Com a entrada nesse segmento, a Orbisat tem o objetivo de oferecer mapeamento nas bandas P e X em áreas de até 500 quilômetros quadrados, por um preço inatingível pelo radar aerotranspotado por aviões a pistão e turbo-hélice. Para isso, a empresa contou com uma subvenção da Financiadora de Estudos e Projetos (Finep), tanto para o projeto e construção do radar nas bandas X e P, pela Orbisat, como também para projeto e construção do VANT, pelas empresas AGX e Aeroalcool.
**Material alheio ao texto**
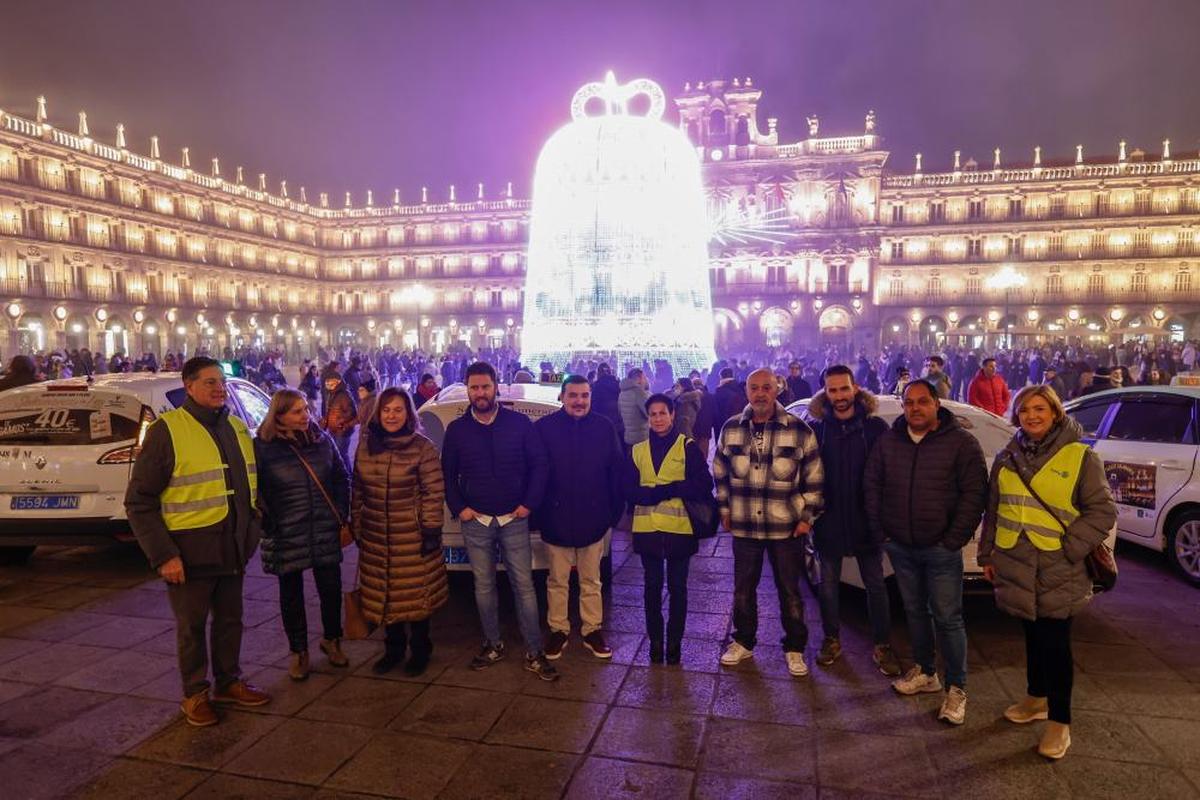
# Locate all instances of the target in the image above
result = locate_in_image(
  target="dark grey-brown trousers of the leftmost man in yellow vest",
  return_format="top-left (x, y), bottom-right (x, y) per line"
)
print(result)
top-left (167, 575), bottom-right (242, 697)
Concepção artística do VANT

Segundo João, a banda X já está implementada em vários VANTs, porém nenhum desses sistemas se adequa à cartografia ou ao mapeamento. “O VANT da Orbisat, com o radar nas bandas P e X, será inédito no mundo com a banda P e também o único com precisão para produtos cartográficos. Com isso, áreas em torno de 10 quilômetros quadrados, que antes eram economicamente inviáveis de se mapear utilizando o radar aerotransportado, passarão a ser viáveis com o VANT. Como a autonomia é de 30 horas, será possível mapear uma área de até 500 quilômetros quadrados, na escala 1:5.000, nas bandas X e P em um único voo”.
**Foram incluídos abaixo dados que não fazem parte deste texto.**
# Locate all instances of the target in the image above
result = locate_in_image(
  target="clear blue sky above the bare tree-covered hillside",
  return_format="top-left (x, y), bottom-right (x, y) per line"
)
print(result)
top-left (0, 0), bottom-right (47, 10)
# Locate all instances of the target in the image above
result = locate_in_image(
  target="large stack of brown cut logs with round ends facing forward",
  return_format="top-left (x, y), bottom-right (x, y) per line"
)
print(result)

O projeto, que passou por quatro anos de pesquisa e deverá entrar em operação a partir de janeiro de 2011, teve investimento total de 6 milhões de reais, com mais de 30 engenheiros e 10 técnicos envolvidos. A AGX e Aeroalcool projetaram e estão fabricando o VANT, e a integração do radar com o veículo ocorrerá em setembro. Após concluído, o VANT será de propriedade da Orbisat.

Segurança

A Força Aérea Brasileira (FAB) deve iniciar, no segundo trimestre deste ano, a avaliação de um VANT na Base Aérea de Santa Maria (RS). O treinamento faz parte do projeto de VANTs iniciado em dezembro do ano passado com a criação de um grupo de trabalho para estudar a implantação desse sistema na FAB.
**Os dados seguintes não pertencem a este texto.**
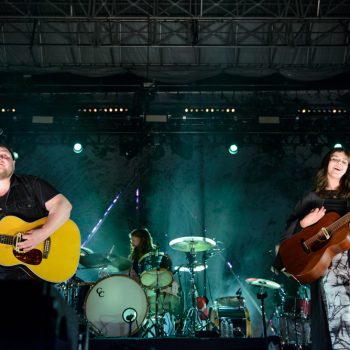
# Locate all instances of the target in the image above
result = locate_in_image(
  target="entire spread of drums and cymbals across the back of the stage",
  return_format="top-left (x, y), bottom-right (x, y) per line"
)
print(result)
top-left (58, 236), bottom-right (310, 344)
O equipamento em avaliação é o Hermes 450, fabricado pela companhia israelense Elbit Systems, envolvendo a participação de sua subsidiária no Brasil, a empresa Aeroeletrônica, com sede em Porto Alegre. O VANT mede 10 metros de comprimento e seis de envergadura, voa a 110 quilômetros por hora e pode atingir cerca de cinco mil metros de altitude, com autonomia de mais de 15 horas em voo. O equipamento chegou ao país em 9 de dezembro do ano passado e, desde janeiro, militares da FAB iniciaram o treinamento com o apoio de especialistas israelenses.

Hermes 450

A FAB espera concluir a etapa de avaliação até o final do ano. Nesse período, também participarão do Grupo de Trabalho representantes do Exército e da Marinha.

Existem, em todo o mundo, vastas pesquisas e desenvolvimentos sobre VANTs, baseadas em diversos tipos de aeronaves, como aviões, helicópteros e dirigíveis. Esse tipo de aparelho possui um grande campo de aplicação, podendo ser empregado no monitoramento e estudo de florestas e regiões de interesse ecológico, em levantamentos de áreas rurais de aspectos agropecuários, tais como cobertura ou uso do solo, avaliação de colheitas e de número de animais. Também pode auxiliar na medição da composição do ar e de níveis de poluição e sua dispersão em centros urbanos e industriais. Além disso, serve para a inspeção de grandes estruturas – como oleodutos, gasodutos e linhas de transmissão -, levantamento de ocupação urbana e prospecção topográfica, mineral e arqueológica.

Definitivamente, os VANTs invadiram a Terra!